Let’s go over them, starting with waterfalling!

The AMD|Waterfall Feature

The new AMD|Waterfall feature is one of the main additions to the Beta 2 release. The feature is two-fold. It includes an AMD-specific analysis part that highlights a potential performance intensive code-section, and a general part that validates if the NonUniformResourceIndex intrinsic is used where required.

What does waterfall in this context mean? GPU Reshape gives the following explanation:

waterfall-feature-with-code

As indicated, waterfall loops can occur if registers cannot be dynamically indexed.

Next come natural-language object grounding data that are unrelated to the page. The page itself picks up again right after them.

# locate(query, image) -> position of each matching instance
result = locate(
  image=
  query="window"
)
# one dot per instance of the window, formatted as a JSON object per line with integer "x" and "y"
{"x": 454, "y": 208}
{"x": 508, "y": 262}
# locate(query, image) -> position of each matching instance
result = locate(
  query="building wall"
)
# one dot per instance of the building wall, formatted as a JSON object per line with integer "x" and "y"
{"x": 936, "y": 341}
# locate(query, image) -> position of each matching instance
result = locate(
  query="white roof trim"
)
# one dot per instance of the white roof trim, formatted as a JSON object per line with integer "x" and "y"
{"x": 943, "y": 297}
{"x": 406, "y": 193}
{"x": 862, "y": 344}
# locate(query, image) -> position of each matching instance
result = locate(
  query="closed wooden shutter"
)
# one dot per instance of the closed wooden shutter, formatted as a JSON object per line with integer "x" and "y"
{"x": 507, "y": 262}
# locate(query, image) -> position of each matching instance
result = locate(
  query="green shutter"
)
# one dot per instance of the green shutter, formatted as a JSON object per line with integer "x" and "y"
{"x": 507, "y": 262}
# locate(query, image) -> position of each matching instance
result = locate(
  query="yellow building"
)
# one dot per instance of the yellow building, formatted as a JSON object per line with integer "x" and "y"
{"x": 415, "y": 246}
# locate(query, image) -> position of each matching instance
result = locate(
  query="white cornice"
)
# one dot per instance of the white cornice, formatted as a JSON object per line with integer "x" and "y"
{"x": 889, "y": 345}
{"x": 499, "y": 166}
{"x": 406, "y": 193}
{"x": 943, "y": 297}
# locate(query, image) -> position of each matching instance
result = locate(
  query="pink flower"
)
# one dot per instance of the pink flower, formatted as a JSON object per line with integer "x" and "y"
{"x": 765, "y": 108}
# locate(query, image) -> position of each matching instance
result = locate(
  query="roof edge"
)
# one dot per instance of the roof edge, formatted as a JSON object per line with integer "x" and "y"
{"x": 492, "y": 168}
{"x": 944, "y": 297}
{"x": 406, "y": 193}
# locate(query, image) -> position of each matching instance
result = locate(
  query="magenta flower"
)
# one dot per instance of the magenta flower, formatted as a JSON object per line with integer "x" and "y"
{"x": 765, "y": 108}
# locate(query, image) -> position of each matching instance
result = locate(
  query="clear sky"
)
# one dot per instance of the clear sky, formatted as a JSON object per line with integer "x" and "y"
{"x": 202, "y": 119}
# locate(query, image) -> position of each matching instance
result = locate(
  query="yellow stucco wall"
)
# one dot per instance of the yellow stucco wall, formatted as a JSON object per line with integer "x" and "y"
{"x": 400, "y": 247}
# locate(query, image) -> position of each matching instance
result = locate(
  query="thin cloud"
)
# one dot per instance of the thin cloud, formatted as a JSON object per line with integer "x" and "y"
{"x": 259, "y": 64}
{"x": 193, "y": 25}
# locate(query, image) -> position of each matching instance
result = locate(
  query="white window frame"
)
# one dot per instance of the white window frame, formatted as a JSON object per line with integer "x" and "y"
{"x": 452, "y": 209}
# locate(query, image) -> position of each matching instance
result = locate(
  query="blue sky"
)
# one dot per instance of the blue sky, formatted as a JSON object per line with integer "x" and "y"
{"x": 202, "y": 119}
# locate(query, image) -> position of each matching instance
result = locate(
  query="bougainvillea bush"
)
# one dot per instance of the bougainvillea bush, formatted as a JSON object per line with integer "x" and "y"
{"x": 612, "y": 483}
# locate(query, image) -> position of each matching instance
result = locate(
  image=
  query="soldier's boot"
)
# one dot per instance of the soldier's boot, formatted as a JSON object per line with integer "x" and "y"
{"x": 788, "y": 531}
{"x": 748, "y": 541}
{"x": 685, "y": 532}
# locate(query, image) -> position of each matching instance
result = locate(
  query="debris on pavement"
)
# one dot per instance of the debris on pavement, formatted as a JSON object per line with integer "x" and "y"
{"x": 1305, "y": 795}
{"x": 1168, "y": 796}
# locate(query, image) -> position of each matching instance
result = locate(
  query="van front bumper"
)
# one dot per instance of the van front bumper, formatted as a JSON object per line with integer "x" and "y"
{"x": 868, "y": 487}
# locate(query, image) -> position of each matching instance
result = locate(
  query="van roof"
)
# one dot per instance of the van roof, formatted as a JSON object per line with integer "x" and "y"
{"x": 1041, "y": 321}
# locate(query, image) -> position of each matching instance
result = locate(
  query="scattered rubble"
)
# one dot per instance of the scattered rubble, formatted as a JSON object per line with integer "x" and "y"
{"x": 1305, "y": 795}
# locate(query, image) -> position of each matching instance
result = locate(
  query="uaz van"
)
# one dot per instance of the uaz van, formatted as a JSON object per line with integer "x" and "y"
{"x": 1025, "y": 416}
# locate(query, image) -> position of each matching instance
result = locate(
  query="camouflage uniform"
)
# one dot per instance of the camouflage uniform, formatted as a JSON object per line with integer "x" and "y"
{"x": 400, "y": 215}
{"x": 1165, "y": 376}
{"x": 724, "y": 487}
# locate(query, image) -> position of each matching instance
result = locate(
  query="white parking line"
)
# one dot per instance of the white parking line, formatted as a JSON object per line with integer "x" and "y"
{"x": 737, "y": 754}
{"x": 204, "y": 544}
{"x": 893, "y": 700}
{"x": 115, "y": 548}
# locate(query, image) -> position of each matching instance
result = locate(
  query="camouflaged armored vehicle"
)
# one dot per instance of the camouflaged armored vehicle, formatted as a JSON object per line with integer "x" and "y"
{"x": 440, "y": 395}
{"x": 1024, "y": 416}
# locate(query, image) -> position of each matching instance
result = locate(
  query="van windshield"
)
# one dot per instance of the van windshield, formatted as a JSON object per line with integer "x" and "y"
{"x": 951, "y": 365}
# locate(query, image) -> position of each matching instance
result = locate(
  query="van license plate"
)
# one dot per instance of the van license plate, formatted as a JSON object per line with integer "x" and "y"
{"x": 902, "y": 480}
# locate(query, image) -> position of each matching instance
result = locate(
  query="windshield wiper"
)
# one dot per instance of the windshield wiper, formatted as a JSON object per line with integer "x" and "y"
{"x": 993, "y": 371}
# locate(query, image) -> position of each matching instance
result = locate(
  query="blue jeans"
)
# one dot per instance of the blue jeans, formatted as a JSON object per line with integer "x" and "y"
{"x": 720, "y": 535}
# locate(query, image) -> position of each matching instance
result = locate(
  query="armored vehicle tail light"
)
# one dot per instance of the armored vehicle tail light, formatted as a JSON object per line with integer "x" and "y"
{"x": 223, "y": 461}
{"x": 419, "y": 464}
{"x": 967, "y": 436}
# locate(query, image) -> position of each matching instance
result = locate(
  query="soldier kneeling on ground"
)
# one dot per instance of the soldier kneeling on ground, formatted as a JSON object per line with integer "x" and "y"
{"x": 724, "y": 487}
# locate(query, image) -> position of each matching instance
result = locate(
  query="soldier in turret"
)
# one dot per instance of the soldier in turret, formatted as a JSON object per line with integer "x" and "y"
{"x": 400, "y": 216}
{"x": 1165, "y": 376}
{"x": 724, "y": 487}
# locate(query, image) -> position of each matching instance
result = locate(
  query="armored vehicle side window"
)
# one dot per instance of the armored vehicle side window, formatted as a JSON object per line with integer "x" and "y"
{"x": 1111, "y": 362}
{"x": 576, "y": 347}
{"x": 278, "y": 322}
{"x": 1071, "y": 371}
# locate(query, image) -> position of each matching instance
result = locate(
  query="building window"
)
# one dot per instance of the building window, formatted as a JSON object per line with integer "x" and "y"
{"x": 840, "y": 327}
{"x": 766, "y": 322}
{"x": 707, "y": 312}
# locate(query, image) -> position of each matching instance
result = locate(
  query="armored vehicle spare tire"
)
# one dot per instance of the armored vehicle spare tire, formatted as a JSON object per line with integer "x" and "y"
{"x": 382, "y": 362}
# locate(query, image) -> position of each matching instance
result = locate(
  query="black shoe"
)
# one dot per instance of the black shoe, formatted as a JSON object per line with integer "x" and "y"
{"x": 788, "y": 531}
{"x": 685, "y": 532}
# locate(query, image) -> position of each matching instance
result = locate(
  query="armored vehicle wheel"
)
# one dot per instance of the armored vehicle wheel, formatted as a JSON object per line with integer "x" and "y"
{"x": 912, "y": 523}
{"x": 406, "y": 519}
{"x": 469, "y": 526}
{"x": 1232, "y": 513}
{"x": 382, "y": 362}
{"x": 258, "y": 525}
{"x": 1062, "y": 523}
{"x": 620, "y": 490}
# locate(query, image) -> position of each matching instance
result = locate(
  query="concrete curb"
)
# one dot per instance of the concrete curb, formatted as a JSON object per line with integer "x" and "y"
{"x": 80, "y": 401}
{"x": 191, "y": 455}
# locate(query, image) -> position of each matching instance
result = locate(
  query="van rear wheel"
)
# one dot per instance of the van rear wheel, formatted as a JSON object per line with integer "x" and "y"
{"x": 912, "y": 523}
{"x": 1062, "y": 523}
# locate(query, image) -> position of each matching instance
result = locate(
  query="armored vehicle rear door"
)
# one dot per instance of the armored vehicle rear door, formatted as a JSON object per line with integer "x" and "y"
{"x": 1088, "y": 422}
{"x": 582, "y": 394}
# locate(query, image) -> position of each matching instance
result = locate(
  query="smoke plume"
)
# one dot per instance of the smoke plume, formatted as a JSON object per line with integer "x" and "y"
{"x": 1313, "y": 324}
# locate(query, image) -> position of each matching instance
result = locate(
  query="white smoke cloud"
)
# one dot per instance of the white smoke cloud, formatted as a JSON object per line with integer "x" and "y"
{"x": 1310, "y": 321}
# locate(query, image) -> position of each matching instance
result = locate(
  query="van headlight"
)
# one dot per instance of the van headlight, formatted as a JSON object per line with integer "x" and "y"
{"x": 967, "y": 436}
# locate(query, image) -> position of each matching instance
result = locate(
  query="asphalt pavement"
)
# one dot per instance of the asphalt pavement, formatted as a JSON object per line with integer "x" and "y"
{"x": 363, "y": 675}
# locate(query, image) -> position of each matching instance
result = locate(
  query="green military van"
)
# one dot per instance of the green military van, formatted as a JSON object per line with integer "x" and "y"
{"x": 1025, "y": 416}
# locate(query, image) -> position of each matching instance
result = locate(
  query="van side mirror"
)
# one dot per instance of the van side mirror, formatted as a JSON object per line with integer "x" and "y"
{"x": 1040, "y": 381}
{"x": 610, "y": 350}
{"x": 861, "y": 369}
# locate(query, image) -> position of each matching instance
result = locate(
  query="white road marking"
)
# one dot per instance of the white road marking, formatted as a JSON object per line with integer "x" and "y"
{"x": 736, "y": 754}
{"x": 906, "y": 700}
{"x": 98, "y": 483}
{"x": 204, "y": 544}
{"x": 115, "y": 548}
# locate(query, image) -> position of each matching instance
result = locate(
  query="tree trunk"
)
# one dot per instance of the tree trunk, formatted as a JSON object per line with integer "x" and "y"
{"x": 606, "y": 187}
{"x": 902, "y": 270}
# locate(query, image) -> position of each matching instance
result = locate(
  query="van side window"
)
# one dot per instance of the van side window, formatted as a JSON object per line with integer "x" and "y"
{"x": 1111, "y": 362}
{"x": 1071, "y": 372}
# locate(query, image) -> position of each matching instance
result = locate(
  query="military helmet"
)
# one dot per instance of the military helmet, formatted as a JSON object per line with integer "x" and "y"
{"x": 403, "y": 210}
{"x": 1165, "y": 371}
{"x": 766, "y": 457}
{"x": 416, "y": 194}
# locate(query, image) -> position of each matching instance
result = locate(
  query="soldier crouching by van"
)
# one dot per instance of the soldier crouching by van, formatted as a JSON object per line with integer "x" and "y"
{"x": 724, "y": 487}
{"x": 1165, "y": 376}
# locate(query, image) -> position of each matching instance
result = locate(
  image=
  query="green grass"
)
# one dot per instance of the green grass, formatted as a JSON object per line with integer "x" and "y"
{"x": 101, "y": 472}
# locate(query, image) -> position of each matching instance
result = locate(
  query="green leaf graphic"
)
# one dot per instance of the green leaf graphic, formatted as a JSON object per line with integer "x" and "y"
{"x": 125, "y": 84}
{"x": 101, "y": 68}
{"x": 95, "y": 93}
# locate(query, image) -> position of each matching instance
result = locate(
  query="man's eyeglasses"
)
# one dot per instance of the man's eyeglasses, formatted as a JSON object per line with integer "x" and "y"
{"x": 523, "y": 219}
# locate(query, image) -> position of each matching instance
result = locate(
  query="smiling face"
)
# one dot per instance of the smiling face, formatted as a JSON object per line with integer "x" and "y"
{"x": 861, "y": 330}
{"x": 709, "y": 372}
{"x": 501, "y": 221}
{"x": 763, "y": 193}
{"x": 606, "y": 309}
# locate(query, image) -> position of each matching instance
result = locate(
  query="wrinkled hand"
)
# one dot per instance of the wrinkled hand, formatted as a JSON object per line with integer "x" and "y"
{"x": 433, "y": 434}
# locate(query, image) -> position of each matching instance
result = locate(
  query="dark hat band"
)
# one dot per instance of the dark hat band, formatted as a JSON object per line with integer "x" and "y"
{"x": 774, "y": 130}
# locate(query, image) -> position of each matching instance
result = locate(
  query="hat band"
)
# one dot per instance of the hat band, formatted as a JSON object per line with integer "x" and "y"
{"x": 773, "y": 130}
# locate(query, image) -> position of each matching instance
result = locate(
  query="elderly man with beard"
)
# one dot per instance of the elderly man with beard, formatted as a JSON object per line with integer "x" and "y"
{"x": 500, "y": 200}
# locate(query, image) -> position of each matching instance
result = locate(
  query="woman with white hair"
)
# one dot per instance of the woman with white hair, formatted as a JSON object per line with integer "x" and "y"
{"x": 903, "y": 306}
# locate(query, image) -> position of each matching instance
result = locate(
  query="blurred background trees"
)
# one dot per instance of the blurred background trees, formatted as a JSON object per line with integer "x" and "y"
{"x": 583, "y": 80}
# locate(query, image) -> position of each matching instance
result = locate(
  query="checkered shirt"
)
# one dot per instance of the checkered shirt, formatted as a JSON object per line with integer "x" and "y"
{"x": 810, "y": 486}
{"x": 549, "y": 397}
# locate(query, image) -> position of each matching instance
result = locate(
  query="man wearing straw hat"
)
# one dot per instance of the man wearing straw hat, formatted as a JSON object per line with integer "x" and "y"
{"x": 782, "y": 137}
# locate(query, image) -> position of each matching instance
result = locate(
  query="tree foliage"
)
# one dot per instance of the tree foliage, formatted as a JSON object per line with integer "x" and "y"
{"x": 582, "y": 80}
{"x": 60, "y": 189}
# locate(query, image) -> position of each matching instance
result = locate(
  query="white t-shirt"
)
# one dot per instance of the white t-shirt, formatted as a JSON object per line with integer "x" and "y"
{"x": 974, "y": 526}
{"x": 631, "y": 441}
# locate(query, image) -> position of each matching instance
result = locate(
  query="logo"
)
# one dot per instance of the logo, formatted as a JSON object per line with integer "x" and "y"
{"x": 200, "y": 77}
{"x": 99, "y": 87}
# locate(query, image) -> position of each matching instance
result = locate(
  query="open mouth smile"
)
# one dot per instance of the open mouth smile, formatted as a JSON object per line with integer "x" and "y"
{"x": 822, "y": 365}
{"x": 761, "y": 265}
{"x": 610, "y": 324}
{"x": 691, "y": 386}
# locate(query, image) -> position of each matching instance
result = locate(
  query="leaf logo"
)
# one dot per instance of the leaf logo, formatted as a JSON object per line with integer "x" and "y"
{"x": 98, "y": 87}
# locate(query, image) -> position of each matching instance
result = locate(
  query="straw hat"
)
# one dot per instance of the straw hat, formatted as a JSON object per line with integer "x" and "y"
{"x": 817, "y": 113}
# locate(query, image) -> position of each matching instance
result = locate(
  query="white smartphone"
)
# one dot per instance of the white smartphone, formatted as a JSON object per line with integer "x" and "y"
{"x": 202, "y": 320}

It’s a way to scalarize a non-uniform variable. A non-uniform variable – also called a varying – is stored in a wave-wide vector register (VGPR) where every thread has its own potentially unique value.

thread 0 thread 1 thread 2 thread 3
VGPR variable 4 10 4 6

If a variable is uniform, every thread in a wave holds the same value.

thread 0 thread 1 thread 2 thread 3
VGPR variable 4 4 4 4

As every thread holds the same value, it’s a bit wasteful to use a VGPR to hold a copy of the same value for every thread. It’s enough to just store it once. Modern AMD GPUs take advantage of that and so each workgroup processor (WGP), which is the part of the architecture which executes shader programs, has a separate scalar ALU which comes with its own scalar registers (SGPRs).

wave (all threads)
SGPR variable 4

Scalarizing a uniform variable that is stored in a VGPR is straight forward – we can just pick the value of any thread and put it in a SGPR, e.g. via the HLSL wave operation WaveReadLaneFirst.

However, the more interesting case is if a varying variable needs to be scalarized. Sometimes the compiler needs to do this as certain hardware operations require thread-level uniformity, but the higher level shading language allows the programmer to write their code with non-uniformity. Examples are indexing into resource arrays, indexing into a descriptor heap if we use a bindless rendering model, or dynamic indexing of any array of scalar values, which will be backed by VGPRs.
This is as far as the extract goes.